Monday, May 13, 2013

Plants of the World: Every Plant is Native Somewhere

California poppy in California grasslands
California poppy
in California grasslands
Tortuguero National Park, Costa Rica
Tortuguero National Park
Costa Rica
      Every plant is native somewhere! That is a truth that eventually strikes the traveler. For me, it was seeing plants I knew as houseplants  growing up a tree in the rainforest of Costa Rica.  
    Whether the plant is grown as a house plant or raised for its fruit or planted as a shrub to brighten the yard, it has a home range somewhere where it can be found growing naturally. 

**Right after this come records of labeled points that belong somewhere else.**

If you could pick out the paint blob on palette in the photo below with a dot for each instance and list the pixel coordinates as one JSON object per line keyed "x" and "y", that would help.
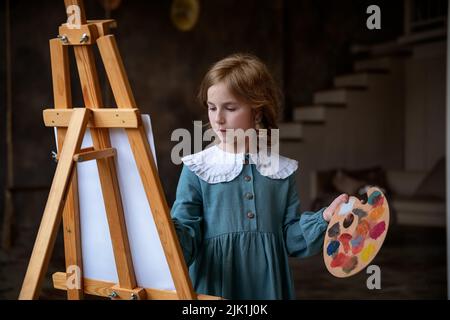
{"x": 356, "y": 233}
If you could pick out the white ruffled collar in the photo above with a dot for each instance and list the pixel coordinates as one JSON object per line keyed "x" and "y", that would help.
{"x": 215, "y": 165}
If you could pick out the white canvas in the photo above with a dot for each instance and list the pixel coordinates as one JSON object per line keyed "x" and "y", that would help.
{"x": 149, "y": 261}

     (There are a few domesticated plants whose the wild relative has gone extinct, but those are exceptional cases and today I want to talk about the vast majority of the world's 330,000 species of plants.) 

     Where plants are native they don't need human help to grow and reproduce. There, they can be found growing in odd locations--along a fence, on an eroding slope--because they got there by themselves. 

    Do you know the homelands of the plants around you?







Coreopsis in the prairie
Coreopsis in the prairie 
Coreopsis in Iowa prairie
Coreopsis in Iowa prairie



 I grow coreopsis (Coreopsis spp., Asteraceae, sunflower family) from seeds I buy, but here it is, at home in a prairie in Iowa.


Saguaro in Arizona
Saguaro in Arizona
Saguaro in Arizona
Saguaro in Arizona
                                                                 


     Even if you’ve seen giant saguaro cacti (Carnegiea gigantea, cactus family, Cactaceae) in the western movies, they are awe-inspiring in their homeland. On a visit the American Southwest, to walk up to a saguaro where it towers above and realize that it belongs there is amazing. This strange form is alive and self-sustaining. It sprouts, reproduces and dies, leaving offspring that fit that environment equally well and has done so for millennia. 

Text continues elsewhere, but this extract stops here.